Despite the central banks in Australia and the US raising interest rates this week, more than one expert is predicting share markets will rise heading into the new year.
Shaw and Partners portfolio manager James Gerrish noted that the S&P/ASX 200 Index (ASX: XJO) is now within striking distance of the psychological 7,000-point barrier.
"The 'risk on' theme is slowly gathering momentum courtesy of fund managers holding their highest cash position in more than 20 years," he said in the Market Matters newsletter.
"There's nobody left to sell, and a degree of 'fear of missing out' (FOMO) feels inevitable if stocks remain firm."
Gerrish's team is aiming for a Santa rally to push the index up to 7,200 by Christmas.
"That is now only 3% away, hence I remind subscribers of our caveat that surprises are likely to be on the upside."
So considering this bullish outlook, what are the best stocks to take advantage?
Gerrish named one example each from his growth, income, and emerging companies portfolios:
All-time high share price within reach
Funnily enough, National Australia Bank Ltd (ASX: NAB) is the pick from Gerrish's growth stable.
The team believes NAB and its big bank mates will all rally through November with three of the four expected to pay massive fully franked dividends.
"NAB is set to report in a week's time and we believe it will perform strongly," he said.
"Even though they are experiencing below-sector growth in total mortgage and business lending, this is a time to be prudent. It's forecasted to pay an 82c fully franked dividend on the 16th."
Believe it or not, NAB's all-time high was 15 years ago, when the share price breached the $40 mark.
Gerrish's team is targeting the bank stock to set a new all-time high.
"However we do caution that we are only looking for a 5% to 10% move plus a dividend making it a very active play from here."
Not just a boring infrastructure stock
Among the income producers, Gerrish likes toll operator Transurban Group (ASX: TCL).
"On face value, the toll road operator is a solid defensive stock, offering a reasonable ~4%, largely unfranked yield while their high levels of debt are seen as a risk in this sort of interest rate environment," he said.
"However, there is more to this story which underpins our positive view on the stock."
New assets like Sydney's WestConnex stage 2 and NorthConnex will drive 8.5% annual growth in earnings and dividends over the coming five years, according to Gerrish.

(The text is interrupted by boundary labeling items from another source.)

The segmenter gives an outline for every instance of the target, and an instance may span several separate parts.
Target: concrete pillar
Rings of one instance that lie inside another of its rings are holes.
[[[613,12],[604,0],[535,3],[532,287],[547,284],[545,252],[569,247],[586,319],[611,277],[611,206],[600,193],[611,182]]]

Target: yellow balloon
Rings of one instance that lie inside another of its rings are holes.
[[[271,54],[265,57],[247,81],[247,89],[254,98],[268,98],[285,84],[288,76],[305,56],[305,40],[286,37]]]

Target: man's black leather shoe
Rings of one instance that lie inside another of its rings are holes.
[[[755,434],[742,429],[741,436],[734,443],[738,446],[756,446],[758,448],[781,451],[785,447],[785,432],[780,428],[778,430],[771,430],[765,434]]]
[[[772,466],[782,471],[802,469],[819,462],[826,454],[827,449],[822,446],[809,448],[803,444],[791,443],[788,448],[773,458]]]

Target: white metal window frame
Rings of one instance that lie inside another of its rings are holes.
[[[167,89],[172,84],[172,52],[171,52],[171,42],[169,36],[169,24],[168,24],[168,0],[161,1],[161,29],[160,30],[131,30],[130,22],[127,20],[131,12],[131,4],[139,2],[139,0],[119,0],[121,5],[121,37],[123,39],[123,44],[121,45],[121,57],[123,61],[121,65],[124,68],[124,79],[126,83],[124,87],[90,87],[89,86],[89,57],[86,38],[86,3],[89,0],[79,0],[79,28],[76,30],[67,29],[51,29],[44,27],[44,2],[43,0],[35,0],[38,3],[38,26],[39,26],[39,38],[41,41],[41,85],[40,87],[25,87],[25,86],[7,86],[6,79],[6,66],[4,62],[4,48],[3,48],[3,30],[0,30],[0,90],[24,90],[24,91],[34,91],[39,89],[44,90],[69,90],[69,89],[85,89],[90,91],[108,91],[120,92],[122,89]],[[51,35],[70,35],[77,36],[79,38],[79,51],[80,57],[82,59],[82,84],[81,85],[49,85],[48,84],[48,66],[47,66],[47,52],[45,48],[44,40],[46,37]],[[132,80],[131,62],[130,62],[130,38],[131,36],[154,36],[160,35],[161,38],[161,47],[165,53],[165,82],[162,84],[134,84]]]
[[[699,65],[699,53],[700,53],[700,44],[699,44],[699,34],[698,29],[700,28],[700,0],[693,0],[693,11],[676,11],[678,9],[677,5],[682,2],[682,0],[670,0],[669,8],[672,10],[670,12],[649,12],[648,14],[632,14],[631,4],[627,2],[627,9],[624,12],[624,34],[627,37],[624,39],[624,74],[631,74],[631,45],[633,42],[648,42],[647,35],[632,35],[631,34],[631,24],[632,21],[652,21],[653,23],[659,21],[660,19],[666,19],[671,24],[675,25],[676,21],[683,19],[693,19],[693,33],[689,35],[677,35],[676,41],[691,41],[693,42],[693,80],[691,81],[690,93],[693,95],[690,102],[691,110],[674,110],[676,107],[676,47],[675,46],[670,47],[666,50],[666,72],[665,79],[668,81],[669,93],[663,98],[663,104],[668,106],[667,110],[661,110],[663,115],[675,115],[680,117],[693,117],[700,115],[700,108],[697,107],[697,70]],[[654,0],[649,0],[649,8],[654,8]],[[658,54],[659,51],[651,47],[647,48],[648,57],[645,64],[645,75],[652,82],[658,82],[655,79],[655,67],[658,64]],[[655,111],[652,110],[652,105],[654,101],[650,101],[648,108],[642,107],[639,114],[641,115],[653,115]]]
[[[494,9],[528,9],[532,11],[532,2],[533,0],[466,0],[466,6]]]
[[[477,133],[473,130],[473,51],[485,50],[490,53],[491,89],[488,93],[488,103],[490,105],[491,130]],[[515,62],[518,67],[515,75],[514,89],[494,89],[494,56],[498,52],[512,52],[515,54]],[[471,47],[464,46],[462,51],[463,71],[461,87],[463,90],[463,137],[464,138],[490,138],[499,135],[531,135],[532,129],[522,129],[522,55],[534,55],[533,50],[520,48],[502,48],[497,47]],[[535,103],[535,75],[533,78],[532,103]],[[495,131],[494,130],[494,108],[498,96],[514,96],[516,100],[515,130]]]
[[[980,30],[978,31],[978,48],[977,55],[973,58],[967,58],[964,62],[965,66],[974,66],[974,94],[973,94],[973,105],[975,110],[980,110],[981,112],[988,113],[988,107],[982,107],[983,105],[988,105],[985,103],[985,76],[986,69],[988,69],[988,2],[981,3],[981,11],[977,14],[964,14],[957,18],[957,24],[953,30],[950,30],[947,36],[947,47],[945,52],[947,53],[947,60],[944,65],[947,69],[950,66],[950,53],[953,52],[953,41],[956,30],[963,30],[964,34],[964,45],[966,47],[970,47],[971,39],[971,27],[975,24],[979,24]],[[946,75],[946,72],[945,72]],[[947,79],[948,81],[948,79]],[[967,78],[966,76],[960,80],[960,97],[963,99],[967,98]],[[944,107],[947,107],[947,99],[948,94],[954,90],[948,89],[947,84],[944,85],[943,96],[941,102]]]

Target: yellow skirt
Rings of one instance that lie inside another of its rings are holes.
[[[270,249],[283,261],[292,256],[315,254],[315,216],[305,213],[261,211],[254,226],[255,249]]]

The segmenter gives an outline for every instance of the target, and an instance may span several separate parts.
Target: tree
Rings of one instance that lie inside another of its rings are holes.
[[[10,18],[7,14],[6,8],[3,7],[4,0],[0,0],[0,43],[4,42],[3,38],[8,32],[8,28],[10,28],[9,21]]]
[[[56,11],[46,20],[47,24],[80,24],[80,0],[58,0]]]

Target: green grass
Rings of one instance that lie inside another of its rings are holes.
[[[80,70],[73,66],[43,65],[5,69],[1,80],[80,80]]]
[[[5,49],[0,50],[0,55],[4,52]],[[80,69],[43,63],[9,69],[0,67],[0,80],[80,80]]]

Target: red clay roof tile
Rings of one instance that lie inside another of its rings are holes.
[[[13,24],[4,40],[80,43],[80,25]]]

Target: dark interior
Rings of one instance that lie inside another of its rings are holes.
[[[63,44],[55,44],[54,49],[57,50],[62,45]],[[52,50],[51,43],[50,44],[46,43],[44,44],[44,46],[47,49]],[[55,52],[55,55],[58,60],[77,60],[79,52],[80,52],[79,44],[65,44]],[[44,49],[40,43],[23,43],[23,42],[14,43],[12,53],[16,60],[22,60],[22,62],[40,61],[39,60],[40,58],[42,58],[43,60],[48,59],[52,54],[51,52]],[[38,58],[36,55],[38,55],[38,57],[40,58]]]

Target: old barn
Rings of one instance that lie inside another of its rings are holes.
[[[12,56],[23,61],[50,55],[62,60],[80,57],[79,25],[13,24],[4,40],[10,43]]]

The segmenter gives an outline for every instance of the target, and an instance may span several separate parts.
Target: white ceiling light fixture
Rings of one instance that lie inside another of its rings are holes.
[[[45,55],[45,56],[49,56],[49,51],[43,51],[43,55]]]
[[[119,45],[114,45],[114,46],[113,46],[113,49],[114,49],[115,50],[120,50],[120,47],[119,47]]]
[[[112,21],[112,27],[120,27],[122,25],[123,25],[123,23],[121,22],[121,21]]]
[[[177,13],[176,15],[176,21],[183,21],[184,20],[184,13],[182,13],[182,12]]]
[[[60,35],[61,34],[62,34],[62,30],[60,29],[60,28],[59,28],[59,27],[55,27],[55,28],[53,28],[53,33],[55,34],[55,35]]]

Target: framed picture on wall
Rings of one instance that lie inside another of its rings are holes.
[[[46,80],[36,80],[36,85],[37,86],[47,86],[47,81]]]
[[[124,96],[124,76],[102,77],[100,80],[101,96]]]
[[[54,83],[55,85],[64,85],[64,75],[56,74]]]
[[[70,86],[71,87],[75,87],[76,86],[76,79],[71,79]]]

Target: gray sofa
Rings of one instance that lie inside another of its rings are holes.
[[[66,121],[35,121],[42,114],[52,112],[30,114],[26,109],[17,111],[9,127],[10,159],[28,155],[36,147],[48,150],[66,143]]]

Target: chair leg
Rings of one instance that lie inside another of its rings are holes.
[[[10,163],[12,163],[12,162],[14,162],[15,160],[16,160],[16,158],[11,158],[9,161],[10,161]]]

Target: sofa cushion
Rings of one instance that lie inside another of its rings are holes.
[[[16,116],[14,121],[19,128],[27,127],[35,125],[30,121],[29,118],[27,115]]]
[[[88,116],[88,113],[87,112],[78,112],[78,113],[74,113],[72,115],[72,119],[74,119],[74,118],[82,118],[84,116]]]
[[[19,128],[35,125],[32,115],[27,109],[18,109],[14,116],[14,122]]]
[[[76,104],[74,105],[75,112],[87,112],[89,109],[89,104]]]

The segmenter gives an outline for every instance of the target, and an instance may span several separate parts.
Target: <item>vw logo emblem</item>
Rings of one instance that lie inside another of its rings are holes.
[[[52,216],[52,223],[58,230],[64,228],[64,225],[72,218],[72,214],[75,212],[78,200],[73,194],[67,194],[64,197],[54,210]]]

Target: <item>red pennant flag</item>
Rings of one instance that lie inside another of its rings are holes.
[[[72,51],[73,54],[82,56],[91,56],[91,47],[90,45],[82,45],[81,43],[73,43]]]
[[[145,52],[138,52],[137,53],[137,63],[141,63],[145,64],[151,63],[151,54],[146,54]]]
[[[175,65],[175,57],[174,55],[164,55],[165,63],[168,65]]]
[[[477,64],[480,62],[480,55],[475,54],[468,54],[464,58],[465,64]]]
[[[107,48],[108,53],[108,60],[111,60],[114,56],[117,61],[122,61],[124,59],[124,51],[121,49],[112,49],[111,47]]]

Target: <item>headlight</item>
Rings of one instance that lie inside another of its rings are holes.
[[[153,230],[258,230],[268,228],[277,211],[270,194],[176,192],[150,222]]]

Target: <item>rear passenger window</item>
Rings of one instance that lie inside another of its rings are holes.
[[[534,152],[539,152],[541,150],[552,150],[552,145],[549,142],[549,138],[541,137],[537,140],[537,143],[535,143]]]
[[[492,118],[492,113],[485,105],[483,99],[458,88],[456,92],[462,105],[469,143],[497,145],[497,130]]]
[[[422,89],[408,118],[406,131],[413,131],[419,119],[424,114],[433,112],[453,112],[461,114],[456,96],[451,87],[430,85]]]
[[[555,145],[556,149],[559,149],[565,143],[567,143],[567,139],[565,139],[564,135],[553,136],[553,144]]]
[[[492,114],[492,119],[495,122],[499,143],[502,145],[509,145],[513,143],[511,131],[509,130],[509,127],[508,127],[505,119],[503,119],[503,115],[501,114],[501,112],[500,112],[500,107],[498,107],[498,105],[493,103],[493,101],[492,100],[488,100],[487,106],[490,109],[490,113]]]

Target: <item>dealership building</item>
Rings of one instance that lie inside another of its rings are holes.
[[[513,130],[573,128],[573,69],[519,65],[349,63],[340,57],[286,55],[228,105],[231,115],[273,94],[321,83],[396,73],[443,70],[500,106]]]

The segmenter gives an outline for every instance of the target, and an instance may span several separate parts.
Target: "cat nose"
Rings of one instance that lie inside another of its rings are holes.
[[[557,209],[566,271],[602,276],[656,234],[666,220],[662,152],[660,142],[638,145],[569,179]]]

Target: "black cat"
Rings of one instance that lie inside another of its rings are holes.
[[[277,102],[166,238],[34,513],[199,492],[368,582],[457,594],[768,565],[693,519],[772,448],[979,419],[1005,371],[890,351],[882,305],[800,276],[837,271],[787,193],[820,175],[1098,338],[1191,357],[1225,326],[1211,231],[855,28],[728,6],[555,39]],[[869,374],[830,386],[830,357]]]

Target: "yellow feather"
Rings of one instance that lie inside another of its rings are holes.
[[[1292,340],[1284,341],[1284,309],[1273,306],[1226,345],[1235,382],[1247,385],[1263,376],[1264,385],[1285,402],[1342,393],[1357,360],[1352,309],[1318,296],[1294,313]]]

"This is also supported by revenue linked to CPI, which as we all know is running hot, along with expected capital releases, which will also support dividend growth over the coming years."
He forecasts that, by financial year 2024, the dividend yield will be above pre-COVID levels, then "rise steadily from there".
The Market Matters team is bullish on Transurban shares for the long run.
One door closes, 60 more open
Carbon capture technology provider Calix Ltd (ASX: CXL) is the favoured pick from Gerrish's emerging companies portfolio.
Horrifyingly, the stock has halved in value since Easter.
Just in the past week, Calix shares lost more than 22% after the federal government withdrew $41 million of funding for its projects with Boral Limited (ASX: BLD) and Adbri Ltd (ASX: ABC).
"The company was hugely disappointed with the news… particularly given it came just a few days after a federal budget which promised spending on green initiatives with an explicit focus on cement," said Gerrish.
"Despite the news, Calix noted that both Boral and Adbri had firm commitments to reduce carbon emissions by 2030, and will need to act now to hit their targets, with the company confident it remains part of this plan."
Calix has stated its services have considerable global interest, with more than 60 projects underway that are in total worth far more than the lost government funding.
Calix shares closed Wednesday at $4.27. Gerrish's team remains bullish about the stock if it can be purchased around that price.